KB Home KBH reported a third-quarter FY23 sales decline of 13.9% year-on-year to $1.59 billion, beating the analyst consensus of $1.48 billion.
Homes delivered in the quarter decreased 7% to 3,375, and the average selling price fell 8.3% to $466,300.
The housing gross profit margin decreased 520 basis points to 21.5%. The homebuilding operating margin contracted 640 basis points to 11.3%, and the homebuilding operating income for the quarter plunged 44.8% to $179.2 million.
Selling, general and administrative expenses as a percentage of housing revenues increased 130 basis points to 10.2% due to reduced operating leverage from lower housing revenues and higher sales commissions.
Net orders for Q3 grew 52% to 3,097, and net order value rose 54% to $1.51 billion. Ending backlog homes totaled 7,008, compared to 10,756.
The company held $612.1 million in cash and equivalents as of August 31, 2023.
Inventories totaled $5.19 billion, down 6%, reflecting lower land-related investments in the 2023 first half and compressed build times driving additional deliveries. Sequentially, inventories were up slightly from the 2023 second quarter.
EPS of $1.80 beat the analyst consensus of $1.43.
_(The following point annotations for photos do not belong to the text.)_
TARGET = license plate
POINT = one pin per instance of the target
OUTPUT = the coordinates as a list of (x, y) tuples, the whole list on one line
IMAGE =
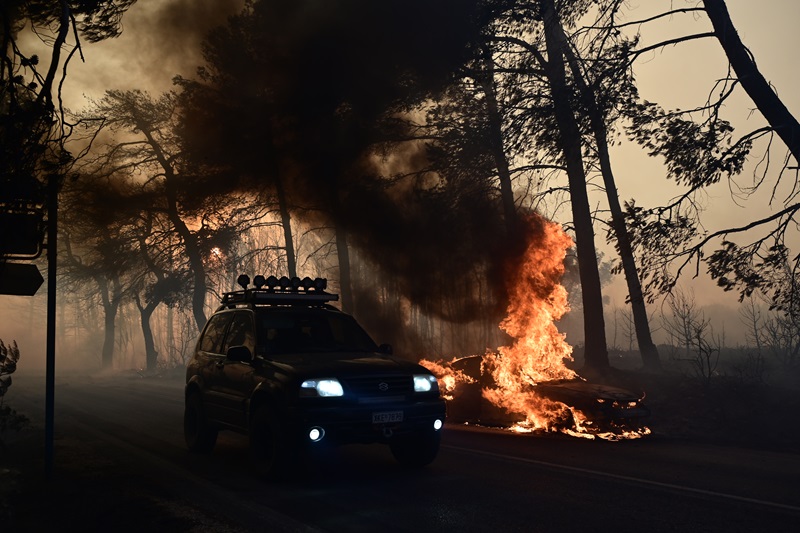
[(387, 417)]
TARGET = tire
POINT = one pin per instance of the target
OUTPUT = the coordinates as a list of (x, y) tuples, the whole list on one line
[(271, 450), (417, 449), (199, 434)]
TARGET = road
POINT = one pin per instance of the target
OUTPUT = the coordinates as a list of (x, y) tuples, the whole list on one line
[(483, 480)]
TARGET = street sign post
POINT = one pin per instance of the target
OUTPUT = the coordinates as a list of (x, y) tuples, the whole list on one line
[(21, 234), (20, 279)]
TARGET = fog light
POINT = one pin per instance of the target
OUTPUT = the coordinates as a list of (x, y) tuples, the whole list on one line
[(316, 434)]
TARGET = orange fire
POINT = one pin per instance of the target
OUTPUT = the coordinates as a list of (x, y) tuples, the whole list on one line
[(539, 352)]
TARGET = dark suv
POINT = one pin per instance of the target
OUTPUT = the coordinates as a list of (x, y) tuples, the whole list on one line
[(278, 363)]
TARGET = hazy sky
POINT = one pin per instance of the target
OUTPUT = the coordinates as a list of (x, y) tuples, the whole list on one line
[(161, 39)]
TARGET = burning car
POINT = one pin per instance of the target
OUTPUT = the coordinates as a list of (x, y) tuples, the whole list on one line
[(575, 403)]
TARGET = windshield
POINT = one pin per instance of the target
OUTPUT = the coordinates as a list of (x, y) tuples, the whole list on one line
[(307, 331)]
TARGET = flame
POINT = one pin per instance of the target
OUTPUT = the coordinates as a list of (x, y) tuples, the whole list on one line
[(539, 352)]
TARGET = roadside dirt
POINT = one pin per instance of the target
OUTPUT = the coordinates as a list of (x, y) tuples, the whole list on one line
[(89, 491)]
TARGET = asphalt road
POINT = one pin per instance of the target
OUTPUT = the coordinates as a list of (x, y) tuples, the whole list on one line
[(483, 480)]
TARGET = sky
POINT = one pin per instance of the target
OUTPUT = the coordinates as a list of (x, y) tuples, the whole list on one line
[(162, 39)]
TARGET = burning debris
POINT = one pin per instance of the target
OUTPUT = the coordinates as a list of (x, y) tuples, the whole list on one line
[(527, 384)]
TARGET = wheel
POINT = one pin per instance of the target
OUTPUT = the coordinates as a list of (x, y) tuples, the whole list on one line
[(200, 435), (271, 450), (417, 449)]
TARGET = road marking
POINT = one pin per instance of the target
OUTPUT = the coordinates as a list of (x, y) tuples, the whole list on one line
[(630, 479)]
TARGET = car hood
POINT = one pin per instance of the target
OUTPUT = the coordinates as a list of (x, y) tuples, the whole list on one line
[(336, 364)]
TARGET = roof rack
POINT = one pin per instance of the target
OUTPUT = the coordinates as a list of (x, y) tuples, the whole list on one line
[(279, 291)]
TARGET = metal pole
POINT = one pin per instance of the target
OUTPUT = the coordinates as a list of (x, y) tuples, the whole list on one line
[(52, 234)]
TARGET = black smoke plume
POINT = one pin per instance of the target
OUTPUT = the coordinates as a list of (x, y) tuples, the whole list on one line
[(309, 94)]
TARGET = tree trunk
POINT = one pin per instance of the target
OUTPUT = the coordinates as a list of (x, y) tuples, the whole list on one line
[(496, 144), (596, 351), (345, 283), (753, 82), (110, 305), (286, 222), (647, 349), (150, 353), (188, 237)]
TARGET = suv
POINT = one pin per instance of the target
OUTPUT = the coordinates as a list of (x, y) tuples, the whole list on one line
[(280, 364)]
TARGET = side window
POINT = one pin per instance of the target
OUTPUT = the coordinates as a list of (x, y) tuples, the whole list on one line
[(214, 332), (241, 332)]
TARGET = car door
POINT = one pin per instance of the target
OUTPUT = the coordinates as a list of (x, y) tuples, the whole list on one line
[(237, 378), (211, 361)]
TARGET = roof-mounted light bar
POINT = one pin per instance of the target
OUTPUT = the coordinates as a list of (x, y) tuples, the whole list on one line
[(283, 290), (285, 283)]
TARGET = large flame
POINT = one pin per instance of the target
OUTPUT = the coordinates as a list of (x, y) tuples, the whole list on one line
[(539, 352)]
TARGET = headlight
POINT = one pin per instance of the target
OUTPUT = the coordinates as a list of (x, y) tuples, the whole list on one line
[(425, 383), (326, 387)]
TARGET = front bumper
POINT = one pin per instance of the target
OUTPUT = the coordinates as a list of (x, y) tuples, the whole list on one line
[(348, 423)]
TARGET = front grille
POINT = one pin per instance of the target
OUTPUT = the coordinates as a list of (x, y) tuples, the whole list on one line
[(379, 386)]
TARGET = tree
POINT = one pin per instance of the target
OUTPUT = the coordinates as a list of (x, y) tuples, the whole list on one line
[(757, 87), (596, 355), (33, 129), (153, 155)]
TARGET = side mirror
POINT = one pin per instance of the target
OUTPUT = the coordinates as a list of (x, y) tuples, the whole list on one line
[(385, 349), (239, 353)]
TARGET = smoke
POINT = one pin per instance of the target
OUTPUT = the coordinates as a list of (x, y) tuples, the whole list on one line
[(310, 95)]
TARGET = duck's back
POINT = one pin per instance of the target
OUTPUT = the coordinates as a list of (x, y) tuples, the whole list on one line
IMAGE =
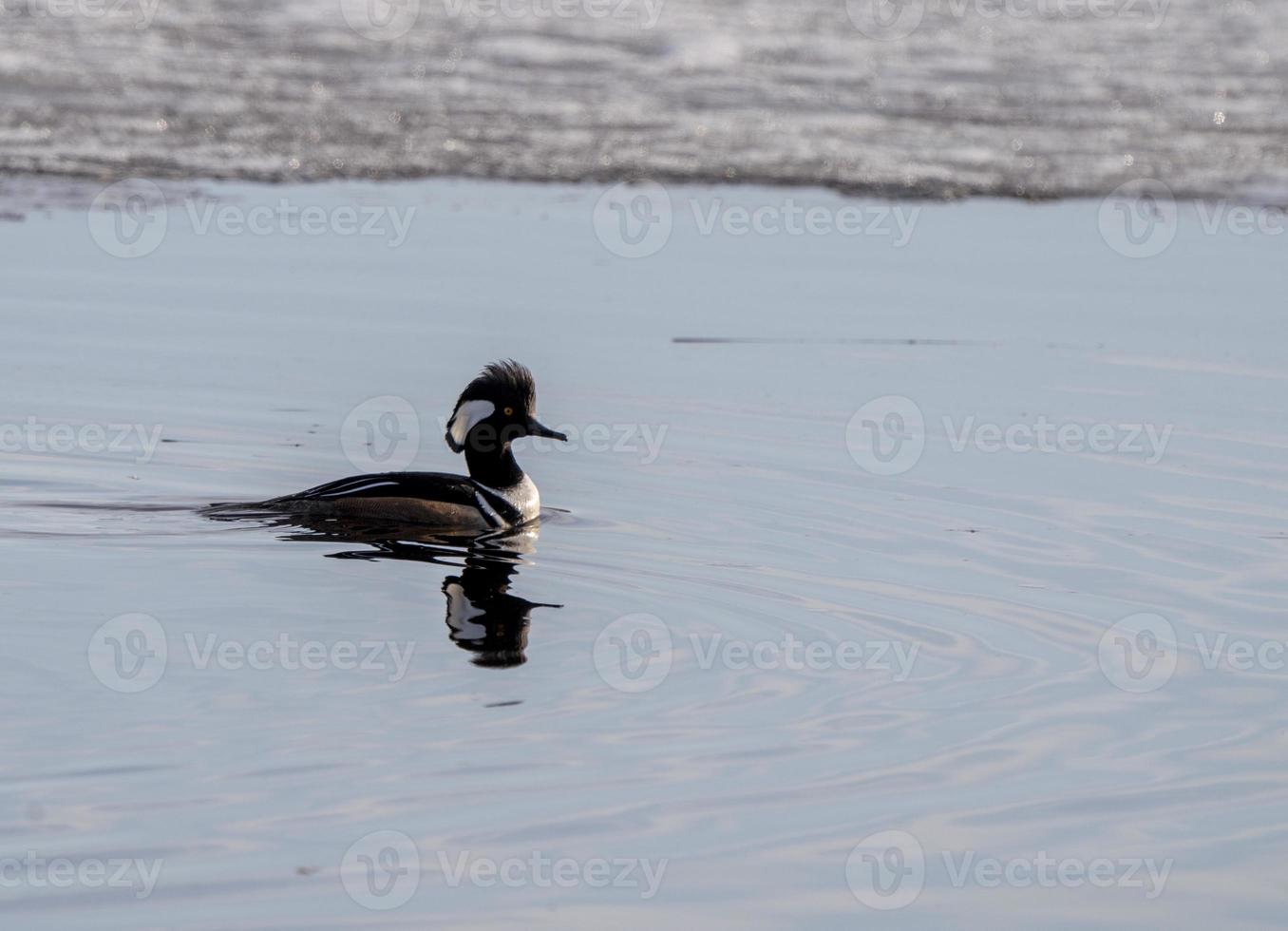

"Demand was steady throughout the quarter, leading to a community absorption pace of 4.3 net orders per month, even though mortgage interest rates rose as the quarter progressed," said Chairman, President and CEO Jeffrey Mezger.
"With the choice, flexibility and affordability that our Built to Order model offers to our buyers, we believe we are well positioned to navigate the potential for shifting housing market conditions."
Outlook: KB Homes sees FY23 housing revenue of $6.31 billion, up from the prior view of $5.80 billion-$6.20 billion.
Average selling price is expected to be approximately $481,000 (prior view $485,000).
Price Action: KBH shares closed lower by 0.72% at $48.06 on Wednesday.